PASSIONATE SPEECH: Prime Minister Julia Gillard.
PASSIONATE SPEECH: Prime Minister Julia Gillard. Getty Images

Please don't mess with misogyny!

A LOT of people got a kick out of Julia Gillard's 15-minute assault on Tony Abbott.

I can't blame them.

I have to admit I also felt a degree of satisfaction in seeing a stony-faced Abbott sit opposite the PM, virtually silent, for a good quarter of an hour while he copped a spray in Parliament.

The speech certainly was worthy of the news coverage, for it is rare to see Mr Abbott keep his mouth closed for such a long time.

But was it worthy of changing the dictionary to suit?

It what some have viewed as opportunism, the Macquarie Dictionary announced this week that Ms Gillard's now famous speech was the catalyst for a softening of the meaning "misogyny".
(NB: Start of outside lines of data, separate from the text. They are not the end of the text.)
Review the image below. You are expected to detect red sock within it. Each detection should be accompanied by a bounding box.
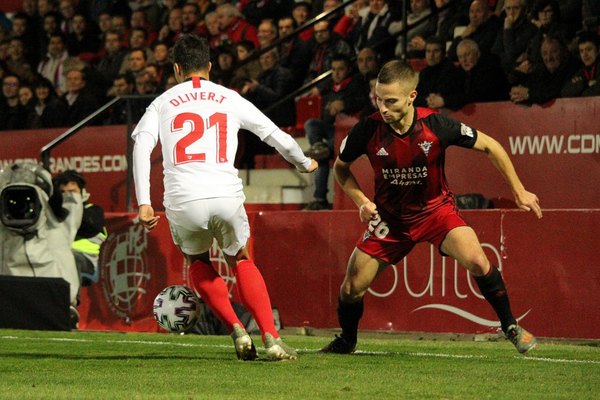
[190,260,244,333]
[234,260,279,339]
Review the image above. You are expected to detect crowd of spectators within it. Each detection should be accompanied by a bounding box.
[0,0,600,142]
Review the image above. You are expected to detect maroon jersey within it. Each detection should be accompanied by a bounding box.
[339,108,477,221]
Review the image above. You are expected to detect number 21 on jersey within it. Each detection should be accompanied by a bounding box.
[171,112,227,165]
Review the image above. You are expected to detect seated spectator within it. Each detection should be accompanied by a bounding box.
[510,36,580,104]
[256,19,277,49]
[358,71,379,119]
[58,0,76,35]
[62,68,99,127]
[55,170,108,287]
[448,0,502,61]
[561,32,600,97]
[492,0,537,74]
[0,72,27,131]
[38,12,61,61]
[27,76,67,129]
[217,3,259,47]
[129,8,158,45]
[240,48,296,126]
[292,1,313,42]
[119,49,148,83]
[521,0,570,70]
[210,45,236,87]
[5,37,34,82]
[204,11,221,50]
[37,31,69,96]
[129,28,154,62]
[66,13,102,60]
[19,84,35,108]
[239,0,294,26]
[230,40,262,91]
[389,0,437,58]
[9,12,40,67]
[304,54,369,210]
[306,21,354,90]
[181,2,204,34]
[414,36,464,107]
[105,73,148,125]
[427,39,509,109]
[581,0,600,35]
[435,0,470,43]
[277,16,310,89]
[350,0,397,62]
[333,0,369,40]
[96,29,127,87]
[158,7,183,47]
[356,47,381,93]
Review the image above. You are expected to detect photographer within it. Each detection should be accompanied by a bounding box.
[54,169,108,286]
[0,162,83,316]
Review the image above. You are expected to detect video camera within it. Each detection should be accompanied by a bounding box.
[0,163,54,237]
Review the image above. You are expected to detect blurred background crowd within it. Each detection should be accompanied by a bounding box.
[0,0,600,136]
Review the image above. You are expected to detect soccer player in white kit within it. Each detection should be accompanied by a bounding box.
[132,35,317,361]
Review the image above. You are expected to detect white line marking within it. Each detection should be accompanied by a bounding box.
[0,336,600,364]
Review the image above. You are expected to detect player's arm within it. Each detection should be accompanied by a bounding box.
[333,157,377,222]
[473,131,542,218]
[264,129,319,172]
[131,112,160,230]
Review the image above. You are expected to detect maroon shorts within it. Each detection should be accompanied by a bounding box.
[356,203,467,264]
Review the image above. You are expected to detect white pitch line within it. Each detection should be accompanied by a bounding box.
[515,356,600,364]
[0,336,600,364]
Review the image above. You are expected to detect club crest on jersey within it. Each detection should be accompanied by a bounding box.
[375,147,389,156]
[460,122,473,137]
[419,141,433,156]
[362,231,371,243]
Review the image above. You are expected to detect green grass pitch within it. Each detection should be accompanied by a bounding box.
[0,330,600,400]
Traditionally used as a noun to describe the pathological hatred of women, the Macquarie Dictionary will now alter the meaning to include an "entrenched prejudice against women".

Dictionary editor Susan Butler said the change was a long time coming.

"Since the 1980s misogyny has been used as a synonym for sexism - a synonym with bite but nevertheless with the meaning of 'entrenched prejudice against women' rather than pathological hatred," Ms Butler said.

This creates a confusing situation when it comes to Mr Abbott, because as much as he has embarrassed himself with his comments about women, I never considered him a misogynist.

Ms Gillard should be free to spurt insults at her opposition - at her own risk of course - but let's not forget that politicians are known to stretch the truth.

With one simple alteration of the dictionary, Mr Abbott has gone from plain old antiquated sexist to a mean and nasty misogynist.

What's next; Abbott's mug in the dictionary next to the word? Perhaps a picture of the offending shoe that Ms Gillard wore in India? And another question, what do we now call those people who actually have a pathological hatred of women?